Maplebeck
Nottinghamshire



St. Radegund's Church, Maplebeck
Photo courtesy of Joan and Malcom Dexter

Only five English villages have parish churches which are dedicated to St.Radegund. Two of these, Maplebeck and Scruton, are Thankful Villages: an illustration of the high level of  luck and chance involved in becoming a Thankful Village. [The other three are Graylingham, Lincolnshire; Postling, Kent; Whitwell, Isle of Wight; which are not  Thankful Villages.]
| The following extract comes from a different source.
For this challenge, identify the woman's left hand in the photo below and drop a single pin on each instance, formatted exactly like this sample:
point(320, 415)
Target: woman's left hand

This small village sent two of its sons to the Great War: William Henfrey and Percy Whitworth. Their service in the Army illustrates the way that chance and random luck determined whether a village would be a "Thankful" one or not.

William Henfrey came through unharmed and returned to Maplebeck  to take up the trade of butcher. Percy Whitworth's photograph, reproduced in "Maplebeck - Continuity and Change" by Rachel Gardner, (Nottinghamshire Living History Archive, 2002), shows a cap badge which looks, through a magnifying glass, to be that  of the West Yorkshire Regiment. According to Rachel Gardner  he was wounded twice. The first time was a minor injury when a bullet (spent or ricochet?) hit his cigarette case. The second time he was wounded by shrapnel and left in the field for five days before he was picked up by a German patrol. If some German soldier had not noticed that this English soldier was injured, not dead, and Percy had been left there instead of  being rescued as a prisoner of war, Maplebeck would not be a Thankful Village. Percy returned at the end of the war to where he was born: The Beehive, which Arthur Mee says is "the smallest public house in Nottinghamshire".

As far as we can discover, in Maplebeck there is no war memorial for the Great War, or commemoration of William's and  Percy's service.